Research has shown that, in the Netherlands alone, 30.000 patients suffer preventable harm during treatment each year. According to Wagner et al. (2007) there were 1.735 potential avoidable deaths in 2004 and 1960 potential avoidable deaths in 2008 (Wagner et al, 2010). (Please note, this was not a statistically significant increase). The financial costs of avoidable adverse events, due to re-admissions, longer hospital stays and additional treatment are estimated to be €167 million a year; 1% of a hospital’s total budget, Imagine the magnitude of potential avoidable deaths for the entire EU and the enormous financial damage that is associated with it!
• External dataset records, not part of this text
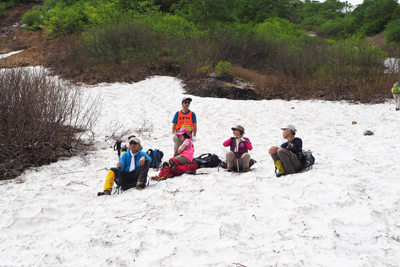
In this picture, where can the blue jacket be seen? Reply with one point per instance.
(126, 159)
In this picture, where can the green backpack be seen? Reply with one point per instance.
(396, 89)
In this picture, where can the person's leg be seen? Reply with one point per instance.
(290, 161)
(397, 100)
(230, 160)
(178, 142)
(244, 162)
(183, 160)
(109, 182)
(278, 164)
(142, 175)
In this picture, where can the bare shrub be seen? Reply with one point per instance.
(116, 131)
(39, 114)
(146, 129)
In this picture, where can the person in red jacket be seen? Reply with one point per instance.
(183, 119)
(238, 158)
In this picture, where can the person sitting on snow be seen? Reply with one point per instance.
(396, 94)
(183, 119)
(238, 158)
(134, 166)
(287, 157)
(185, 151)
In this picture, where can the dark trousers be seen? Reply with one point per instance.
(131, 179)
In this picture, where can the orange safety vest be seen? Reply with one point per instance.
(184, 120)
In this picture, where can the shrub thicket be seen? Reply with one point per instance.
(39, 115)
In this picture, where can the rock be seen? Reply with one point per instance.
(223, 87)
(15, 173)
(368, 132)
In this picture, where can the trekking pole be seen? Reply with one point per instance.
(117, 147)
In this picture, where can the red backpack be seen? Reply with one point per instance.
(184, 168)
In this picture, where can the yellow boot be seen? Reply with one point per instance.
(279, 166)
(109, 181)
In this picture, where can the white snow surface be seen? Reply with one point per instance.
(10, 54)
(343, 212)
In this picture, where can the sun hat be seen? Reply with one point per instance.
(186, 99)
(238, 127)
(182, 131)
(133, 138)
(290, 127)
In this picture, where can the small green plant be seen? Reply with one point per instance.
(223, 68)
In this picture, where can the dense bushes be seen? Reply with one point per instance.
(38, 116)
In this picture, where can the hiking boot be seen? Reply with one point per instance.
(290, 172)
(104, 193)
(140, 186)
(165, 164)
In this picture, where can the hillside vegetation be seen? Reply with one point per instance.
(261, 41)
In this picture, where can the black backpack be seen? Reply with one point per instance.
(223, 164)
(207, 160)
(307, 160)
(156, 156)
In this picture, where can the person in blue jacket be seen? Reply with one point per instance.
(287, 157)
(134, 165)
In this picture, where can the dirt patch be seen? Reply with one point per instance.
(222, 87)
(14, 37)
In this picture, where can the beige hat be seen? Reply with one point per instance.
(238, 127)
(133, 138)
(290, 127)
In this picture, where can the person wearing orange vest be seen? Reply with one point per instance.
(184, 119)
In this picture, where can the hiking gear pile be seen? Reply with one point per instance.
(170, 172)
(207, 160)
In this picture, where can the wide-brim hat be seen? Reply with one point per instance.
(238, 127)
(186, 99)
(182, 131)
(290, 127)
(133, 138)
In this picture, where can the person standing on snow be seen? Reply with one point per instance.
(396, 94)
(186, 150)
(238, 158)
(287, 157)
(134, 166)
(183, 119)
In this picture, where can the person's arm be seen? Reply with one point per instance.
(194, 130)
(173, 128)
(227, 142)
(273, 150)
(181, 148)
(248, 144)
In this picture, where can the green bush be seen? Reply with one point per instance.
(223, 67)
(65, 21)
(33, 18)
(392, 31)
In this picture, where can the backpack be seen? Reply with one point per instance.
(207, 160)
(223, 164)
(184, 168)
(395, 89)
(307, 160)
(156, 156)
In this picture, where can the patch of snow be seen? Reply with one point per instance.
(344, 212)
(10, 54)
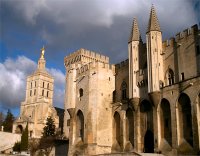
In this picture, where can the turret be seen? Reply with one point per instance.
(133, 51)
(154, 53)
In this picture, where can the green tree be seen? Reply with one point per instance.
(8, 122)
(49, 129)
(16, 147)
(24, 139)
(47, 140)
(1, 119)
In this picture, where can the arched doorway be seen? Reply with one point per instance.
(130, 126)
(165, 118)
(146, 119)
(148, 142)
(19, 129)
(185, 118)
(80, 125)
(198, 118)
(117, 123)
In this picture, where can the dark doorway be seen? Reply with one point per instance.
(185, 118)
(149, 142)
(130, 126)
(117, 127)
(165, 116)
(19, 129)
(80, 125)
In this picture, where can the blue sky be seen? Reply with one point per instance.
(64, 26)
Estimates differ, but it is believed that 25-40% of these adverse events relate to communication and handovers. Several explanations can be offered. For instance, one critical aspect of patient care is continuity of care, but with multiple provider involvement, (from referral to a hospital by a primary care specialist to discharge from the hospital and all caregivers in between), continuity is not a given. Any incomplete handover can lead to adverse events for patients, which may ultimately lead to either life threatening situations during treatment/surgery or prolonging treatment and/or re-hospitalizations after the patient is discharged. When handovers within a clinical setting and between colleagues are already hard to manage,  handovers from primary care to secondary/tertiary care or vice versa may be even more so. Additionally, vulnerable groups such as the elderly, the very young and high-risk patients with multiple co-morbidities run an ever greater risk.

Secondly, care teams are fragmented due to resident work hour regulations and care providers working part-time. As patients, especially those with chronic medical issues, enter the inpatient realm of care (i.e., inside the hospital in contrast to outpatient / outside the hospital), they are often bewildered at the rapidity with which care is instituted. They are disoriented by the lack of a familiar decision-making guide; their primary care physicians. These abrupt shifts in care delivery are compounded by the fact that these patients often have complex co-morbidities and sometimes low health literacy, making them exceedingly vulnerable to the fast-paced transitions in care.

Creating an effective model of communication between inpatient and primary care physicians during times of patient transition, can positively influence a number of domains, including the assurance of patient safety, a patient-centered focus of healthcare delivery, and allocation and use of healthcare re-sources. Although recent literature suggests that primary care physicians are currently not satisfied with communication at transition points between ambulatory and inpatient care settings and that such communications are fraught with content omissions and not performed in a timely fashion, no work to date has outlined a content-driven strategy for improving and standardizing communication during these transitions.

Lastly, handovers are numerous. They take as many forms as there are handover scenarios. In guiding our assumption that there is a need for standardized basic elements in handover processes, we need to identify what aspects of handovers require local and/or institutional flexibility. Handovers vary throughout Europe and need to take into account factors such as medical and nursing staff involved, availability of recourses and tools used in communication, as well as cultural differences. However, the idea of developing a single approach for all handovers is not feasible due to the diversity and complexity of health-care. HANDOVER will therefore aim at providing standardized basic elements for efficient communication that can be tailored to meet individual, institutional and/or regional requirements.